Other films faring well was Nuri Bilge Ceylan's Three Monkeys (2.8) and 24 City, Lorna's Silence, Waltz With Bashirand The Exchange - each averaging 2.7.

The jury was comprised of 10 international critics: Jose Carlos Avellar from escreVerciema.com in Brazil, Michel Ciment from Positif in France, Alberto Crespi from L'Unita in Italy, Howard Feinstein from Filmmaker magazine in the US, Leonardo Garcia-Tsao from La Jornada in Mexico, Bo Green Jensen from Weekendavisen Berlingske in Denmark, Dohoon Kim from Cine21 in South Korea, Derek Malcolm from the Evening Standard in the UK, Jan Schulz-Ojala from Der Tagesspiegel in Germany, and David Stratton from The Australian in Australia. The 11th vote came from Screen International's individual critic for each film.

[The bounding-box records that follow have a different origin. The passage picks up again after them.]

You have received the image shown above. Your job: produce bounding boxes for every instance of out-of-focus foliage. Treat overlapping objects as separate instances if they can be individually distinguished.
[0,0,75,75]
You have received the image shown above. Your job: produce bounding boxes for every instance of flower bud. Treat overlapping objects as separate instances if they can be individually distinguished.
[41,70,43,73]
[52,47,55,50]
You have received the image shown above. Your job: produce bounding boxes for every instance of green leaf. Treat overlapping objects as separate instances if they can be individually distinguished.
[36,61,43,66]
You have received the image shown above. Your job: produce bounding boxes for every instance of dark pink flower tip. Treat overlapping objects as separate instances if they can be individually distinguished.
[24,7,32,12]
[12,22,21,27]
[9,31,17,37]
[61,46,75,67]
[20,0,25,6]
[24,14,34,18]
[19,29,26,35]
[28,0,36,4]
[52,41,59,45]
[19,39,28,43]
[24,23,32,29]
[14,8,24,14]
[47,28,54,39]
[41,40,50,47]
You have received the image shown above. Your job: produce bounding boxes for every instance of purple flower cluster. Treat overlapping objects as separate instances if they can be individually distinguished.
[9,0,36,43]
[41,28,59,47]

The lowest-rated film was Brillante Mendoza's Serbis with an average of 0.7. Other poor scoreres were The Palermo Shooting (1.2), Frontier Of Dawn (1.2), Blindness (1.3), My Magic (1.5) and Two Lovers (1.7).

This year's average score per film was 2.17, nearly the same average (2.2) Competition score as with our juries in 2007, 2006 and 2005.

Last year, the joint winners of our jury poll were Palme d'Or winner 4 Months, 3 Weeks & 2 Days and No Country For Old Men.